By Heather Castro Contributing Art Critic

PARIS — Though Kentucky artist Harlan Hubbard is known for his post-impressionistic vistas of Kentucky landscapes, his close-to-nature lifestyle reflects current ideas of carbon footprints and recycling. An exhibit of works by this solitary and celebrated artist, who had ideas half a century ago that are in vogue today.

”As many people who have visited are interested in Hubbard's self-sustaining lifestyle as in his art,“ says Nancy Smith, executive director of the Hopewell Museum, where the exhibit Harlan Hubbard: A Life in the Landscape, closes this weekend. ”One visitor shared a story about acquiring a Hubbard painting by trading something that he needed — the barter system at work.“

Born in Bellevue, Hubbard later moved with his family to Brooklyn, N.Y., where he gained a solid ­background in art at the National Academy of Design. He also studied at the Art Academy of Cincinnati.

This training is evident in his paintings. Solidly post-­impressionistic in nature, they vaguely resemble, through style and paint application, artists like Van Gogh. Hubbard's Atchafalaya River, in particular, brings the post-impressionistic love of impasto paint and thick layers into a bayou-side view of a red house and a canoe heading upriver.

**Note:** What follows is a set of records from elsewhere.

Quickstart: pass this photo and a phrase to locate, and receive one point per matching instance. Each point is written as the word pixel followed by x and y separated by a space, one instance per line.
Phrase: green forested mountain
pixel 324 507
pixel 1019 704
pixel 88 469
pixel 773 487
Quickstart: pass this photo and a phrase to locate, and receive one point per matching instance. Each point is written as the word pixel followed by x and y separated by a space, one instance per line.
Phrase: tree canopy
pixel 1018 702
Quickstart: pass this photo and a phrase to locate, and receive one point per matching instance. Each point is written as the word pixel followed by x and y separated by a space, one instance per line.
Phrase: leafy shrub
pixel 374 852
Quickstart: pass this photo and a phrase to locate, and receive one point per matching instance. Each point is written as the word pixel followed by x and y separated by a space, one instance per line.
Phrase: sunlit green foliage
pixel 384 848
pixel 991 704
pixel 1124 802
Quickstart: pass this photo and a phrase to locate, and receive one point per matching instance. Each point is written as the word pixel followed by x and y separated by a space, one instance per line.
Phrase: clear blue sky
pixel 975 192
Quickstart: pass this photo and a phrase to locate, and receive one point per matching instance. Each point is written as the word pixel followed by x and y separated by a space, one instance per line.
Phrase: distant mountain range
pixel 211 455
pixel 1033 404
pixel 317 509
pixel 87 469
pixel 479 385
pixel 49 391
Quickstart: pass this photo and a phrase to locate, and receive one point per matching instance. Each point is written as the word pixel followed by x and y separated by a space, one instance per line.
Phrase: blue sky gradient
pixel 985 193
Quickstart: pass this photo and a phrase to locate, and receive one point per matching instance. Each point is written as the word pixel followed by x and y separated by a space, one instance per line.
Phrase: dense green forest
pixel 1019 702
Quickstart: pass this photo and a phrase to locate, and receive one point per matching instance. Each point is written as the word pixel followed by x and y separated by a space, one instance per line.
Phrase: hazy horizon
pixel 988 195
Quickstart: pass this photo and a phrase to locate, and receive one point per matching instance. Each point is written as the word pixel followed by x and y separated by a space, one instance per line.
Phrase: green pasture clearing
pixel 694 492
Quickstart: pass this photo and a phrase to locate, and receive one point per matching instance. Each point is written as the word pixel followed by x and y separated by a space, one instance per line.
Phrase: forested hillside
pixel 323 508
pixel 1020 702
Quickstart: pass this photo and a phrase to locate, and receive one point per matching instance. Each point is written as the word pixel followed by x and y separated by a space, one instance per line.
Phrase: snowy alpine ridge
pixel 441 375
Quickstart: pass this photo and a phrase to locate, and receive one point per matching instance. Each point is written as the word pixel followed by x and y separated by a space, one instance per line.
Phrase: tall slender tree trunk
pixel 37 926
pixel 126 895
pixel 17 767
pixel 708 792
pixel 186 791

The true-to-life nature of ­Hubbard's works is easily ­explained. Hubbard and his wife, Anna, lived a riverboat life for six years, traveling from Cincinnati to New Orleans. Along the way, Hubbard sketched — painting was too difficult on the boat — and ­created magnificent woodcuts, a few of which are on exhibit with the paintings.

At the end of their journey, the Hubbards settled in Kentucky, in Payne Hollow, to live a self-­sustaining lifestyle until their deaths, hers in 1986 and his in 1988. This need to live close to unspoiled nature is reflected in Hubbard's landscapes but also is apparent in his framing techniques.

Typically, frames have little to do with artwork. In the ­generically titled Harlan in the Garden, Hubbard's use of weathered, rough-hewn, reclaimed wood for the frame makes almost a window frame into the vista of ­yesteryear, a frame showing a carefully ­shadowed white riverboat in the water, with a small figure in blue tilling the viewer's side of the bank and loosely brushed wild nature on the river's opposite side.

In reminding viewers that a great Kentucky artist spent his life walking, growing vegetables and building or trading for what he needed, all to preserve the beauty he saw around him, Hubbard offers us a wealth of art to appreciate and a model to do the same.